Compartiré entonces algunos aprendizajes sobre Hatshepsut, sin el ánimo de fungir como egiptóloga, pues solo me baso en lo que he visto y conversado en pocos días, contrastado con algunas lecturas previas al viaje, sin mayor rigor que el que atañe al propósito de disfrutarlo más.

Si bien la faraona famosa es Cleopatra, 14 siglos antes de ella gobernó Hatshepsut, cuyo vasto legado ha dado para conclusiones poco científicas, como la que reseña Elizabeth Wilson en el artículo que escribió en 2006 para National Geographic. Cuenta que el historiador Alan Gardiner dijo en 1961 que el poder real detrás de Hatshepsut fue Senenmut, arquitecto de los enormes monumentos y estatuas del brillante periodo de la faraona, con el poco científico argumento de que “ninguna mujer por más carácter viril que tuviera pudo haber hecho tales cosas con éxito sin un apoyo masculino”.

Lo que sí se puede decir con certeza científica es que el legado de Hatshepsut fue intencionalmente borrado. Tanto es así que las primeras huellas de su existencia se encontraron apenas a finales de los años 20 del siglo pasado, incluso luego de descubiertas las de algunos de quienes gobernaron después de ella, como el famoso Tutankamón.

El responsable de querer eliminarla de la historia habría sido su sucesor, Tutmosis III, quien era a la vez su sobrino-hijastro, pues era hijo de su esposo, Tutmosis II –quien además era su medio hermano–, y de una de las concubinas de este. La razón sería, dicen unos, que Hatshepsut no lo dejó gobernar, pues ella inició su periodo como faraona cuando él era muy niño, en calidad de regente, y siguió gobernando aún cuando él tuvo edad para ejercer el cargo. Pero en esas épocas de dioses, los sacerdotes consideraron que Hatshepsut era descendiente directa del dios Amón, quién habría usado a su padre para fecundar a su madre, con lo cual no tenía por qué entregar el ‘faraonato’.

Usurpadora o heredera divina, es claro que Hatshepsut solo por ser mujer tuvo que empeñarse más en demostrar su capacidad de liderazgo para ejercer un cargo para el que estaba mejor capacitada, como bien lo destacan los entendidos sobre los resultados de su periodo: fue un tiempo de paz y prosperidad económica, pues Hatshepsut no se enfocó en hacer crecer el imperio haciendo guerras sino en fortalecerlo comercialmente con intercambio de riquezas, como algodón egipcio por oro de Somalia.
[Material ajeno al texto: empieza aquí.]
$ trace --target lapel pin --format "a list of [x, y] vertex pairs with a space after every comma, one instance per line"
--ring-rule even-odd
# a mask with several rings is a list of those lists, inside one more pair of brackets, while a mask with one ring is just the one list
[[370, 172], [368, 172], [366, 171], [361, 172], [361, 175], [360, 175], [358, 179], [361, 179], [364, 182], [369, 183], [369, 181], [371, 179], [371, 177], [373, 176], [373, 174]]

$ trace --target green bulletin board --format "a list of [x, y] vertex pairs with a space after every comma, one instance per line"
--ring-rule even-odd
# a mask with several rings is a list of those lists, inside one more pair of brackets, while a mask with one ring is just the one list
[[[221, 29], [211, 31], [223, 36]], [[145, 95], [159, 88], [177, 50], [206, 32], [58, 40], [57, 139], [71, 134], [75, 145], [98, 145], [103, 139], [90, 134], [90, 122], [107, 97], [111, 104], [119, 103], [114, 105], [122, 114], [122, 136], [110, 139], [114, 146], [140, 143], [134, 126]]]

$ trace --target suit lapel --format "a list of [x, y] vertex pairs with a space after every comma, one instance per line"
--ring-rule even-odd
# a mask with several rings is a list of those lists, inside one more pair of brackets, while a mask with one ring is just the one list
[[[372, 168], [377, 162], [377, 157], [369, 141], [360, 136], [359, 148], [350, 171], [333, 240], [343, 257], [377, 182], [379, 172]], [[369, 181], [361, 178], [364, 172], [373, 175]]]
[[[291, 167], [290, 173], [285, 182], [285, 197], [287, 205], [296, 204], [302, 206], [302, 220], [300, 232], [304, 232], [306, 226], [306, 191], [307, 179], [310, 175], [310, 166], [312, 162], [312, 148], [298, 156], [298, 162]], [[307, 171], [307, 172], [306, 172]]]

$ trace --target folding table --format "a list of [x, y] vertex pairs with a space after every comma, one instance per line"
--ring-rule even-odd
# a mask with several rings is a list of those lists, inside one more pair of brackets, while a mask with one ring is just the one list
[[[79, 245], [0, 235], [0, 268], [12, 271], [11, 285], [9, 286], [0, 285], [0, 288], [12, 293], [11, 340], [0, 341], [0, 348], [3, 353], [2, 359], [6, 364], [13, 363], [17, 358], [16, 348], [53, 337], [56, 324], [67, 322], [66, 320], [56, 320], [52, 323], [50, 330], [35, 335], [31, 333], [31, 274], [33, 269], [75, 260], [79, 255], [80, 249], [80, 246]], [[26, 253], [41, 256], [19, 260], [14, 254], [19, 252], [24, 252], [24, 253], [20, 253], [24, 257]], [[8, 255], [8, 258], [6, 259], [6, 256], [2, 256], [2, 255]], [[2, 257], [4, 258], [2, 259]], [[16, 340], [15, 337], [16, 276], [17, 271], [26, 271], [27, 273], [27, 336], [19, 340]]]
Mención aparte merece lo que hoy sería llamado masculinización del liderazgo femenino, pues Hatshepsut optó por usar la barba postiza que usaban los faraones varones. A juicio de algunos historiadores, esto no fue con la intención de ocultar que era mujer, pues de hecho en sus estatuas son claras las formas femeninas, sino de enviar un mensaje que hiciera incuestionable su autoridad.

Solo por si acaso… estamos hablando de tres milenios y medio atrás, pero qué parecido suena a historias de hoy.